I told her the story while I sat wrapped in a warm blanket drinking a cup of hot tea. “Jerry, where is Charles? I can’t live there anymore. I want to stay here.”

“Charles hasn’t come in from town. I guess he had a date tonight, but I know you will be able to stay here as long as you need to.”

We heard the truck drive up to the front of the house. Jerry told me to go to the barn and hide in the hay. I took off out the back door towards the barn. I was almost there when Jerry yelled, telling me it wasn’t daddy, and to come back to the house.

When I got back in the house, there sat mama with a neighbor of ours, Donnie Elliott. Mama began to cry. “I tracked you in the snow. I knew you would either come here or go to Bob’s house. I want you to come home.”

“I’m not coming back to that house. I hate him; he is not going to hurt me. I’ve begged you to make him leave, and you wouldn’t, so now I’ve left and I’m not going back. I’m going to stay here, and if I can’t stay here then I’m going to go back to California and stay with Jim and Bobbie.”
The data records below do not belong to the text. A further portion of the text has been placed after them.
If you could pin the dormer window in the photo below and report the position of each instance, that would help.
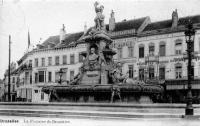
(178, 47)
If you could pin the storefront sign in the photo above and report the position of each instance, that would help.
(168, 61)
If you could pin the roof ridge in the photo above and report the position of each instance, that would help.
(179, 18)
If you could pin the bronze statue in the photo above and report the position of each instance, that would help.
(93, 59)
(117, 75)
(99, 19)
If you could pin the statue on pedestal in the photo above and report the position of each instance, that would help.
(99, 19)
(93, 58)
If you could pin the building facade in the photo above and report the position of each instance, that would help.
(148, 51)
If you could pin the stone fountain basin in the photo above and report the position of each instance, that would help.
(145, 88)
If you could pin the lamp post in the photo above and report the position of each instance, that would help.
(189, 36)
(60, 72)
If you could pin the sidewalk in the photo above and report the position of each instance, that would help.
(96, 110)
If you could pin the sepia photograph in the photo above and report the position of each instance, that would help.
(99, 62)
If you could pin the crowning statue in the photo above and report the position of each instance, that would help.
(99, 19)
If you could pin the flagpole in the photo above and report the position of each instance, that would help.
(9, 98)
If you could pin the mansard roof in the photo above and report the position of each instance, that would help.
(168, 23)
(69, 38)
(129, 24)
(51, 40)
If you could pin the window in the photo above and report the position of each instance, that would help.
(36, 91)
(178, 71)
(151, 49)
(43, 61)
(80, 57)
(141, 74)
(13, 80)
(162, 49)
(49, 77)
(26, 77)
(31, 78)
(64, 59)
(119, 53)
(178, 46)
(41, 76)
(151, 73)
(36, 62)
(71, 75)
(49, 61)
(13, 88)
(72, 59)
(36, 77)
(57, 60)
(130, 71)
(30, 63)
(192, 70)
(141, 51)
(162, 73)
(130, 51)
(42, 95)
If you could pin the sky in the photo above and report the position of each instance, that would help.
(44, 18)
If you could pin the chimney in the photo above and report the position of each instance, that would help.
(112, 21)
(85, 28)
(175, 19)
(62, 34)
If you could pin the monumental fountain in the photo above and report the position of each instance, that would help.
(100, 79)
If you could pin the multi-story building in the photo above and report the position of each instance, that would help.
(42, 65)
(148, 51)
(13, 83)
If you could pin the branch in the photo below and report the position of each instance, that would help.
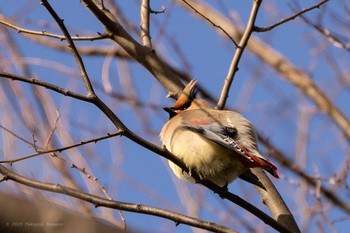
(47, 85)
(271, 197)
(98, 201)
(324, 31)
(123, 130)
(238, 54)
(60, 150)
(144, 55)
(212, 22)
(283, 160)
(7, 22)
(144, 24)
(286, 69)
(318, 5)
(71, 44)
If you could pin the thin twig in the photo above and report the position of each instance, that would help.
(61, 149)
(7, 22)
(144, 24)
(264, 29)
(210, 21)
(238, 54)
(71, 44)
(324, 31)
(47, 85)
(123, 130)
(98, 201)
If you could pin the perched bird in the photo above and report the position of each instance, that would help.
(219, 145)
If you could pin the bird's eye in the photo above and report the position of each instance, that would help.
(231, 132)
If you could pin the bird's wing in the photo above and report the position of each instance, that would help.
(226, 136)
(218, 133)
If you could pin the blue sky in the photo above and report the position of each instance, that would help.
(131, 173)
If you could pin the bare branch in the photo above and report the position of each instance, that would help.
(71, 44)
(7, 22)
(144, 55)
(324, 31)
(238, 54)
(285, 68)
(46, 151)
(144, 24)
(123, 130)
(210, 21)
(98, 201)
(264, 29)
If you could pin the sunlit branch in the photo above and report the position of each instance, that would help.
(238, 54)
(98, 202)
(264, 29)
(60, 150)
(71, 44)
(212, 22)
(144, 24)
(7, 22)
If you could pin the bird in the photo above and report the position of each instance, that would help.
(219, 145)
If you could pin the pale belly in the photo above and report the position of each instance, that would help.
(210, 160)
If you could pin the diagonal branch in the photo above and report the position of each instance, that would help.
(300, 13)
(144, 24)
(71, 44)
(123, 130)
(238, 54)
(7, 22)
(144, 55)
(98, 201)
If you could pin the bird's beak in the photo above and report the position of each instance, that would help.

“Please, honey, come back home. I promise you, it will be different, and he won’t be there. Come with me now and spend the night with Donnie. You can stay with her until he leaves the house tomorrow.”

Donnie sat there nodding her head up and down as mama talked. I loved my mama, and I couldn’t bear watching her cry and listening to her begging me to come back home.

“All right, mama, I’ll come home if he’s not there.” I got my coat and put on my new red, now wet and covered in mud, shoes. Jerry had given me a pair of socks, so my feet wouldn’t freeze off. Donnie lived about a half mile from us on the dirt road behind the store building. Mama promised me again that daddy would be gone the next morning.

She kept her word, and he was gone. I came home, and I was happy with my life for once. I could bring a girlfriend to the house and not be afraid of what dad would say or do. It was a peaceful time for me. Mom didn’t do so well, but that is another story.

Alcoholism is a terrible, terrible disease. It doesn’t just destroy the one drinking, but his or her family as well. It took many years for me to forgive my father, but I did. He is 85 years old now, and mama is gone. He doesn’t remember a thing about the trauma he caused his family. He and mom reconciled a year later after he had stopped drinking. That lasted a year and then it started over. That doesn’t matter now. He is a good man with a good heart and I can say I love him very much. He is and always will be my daddy. I survived and so did he.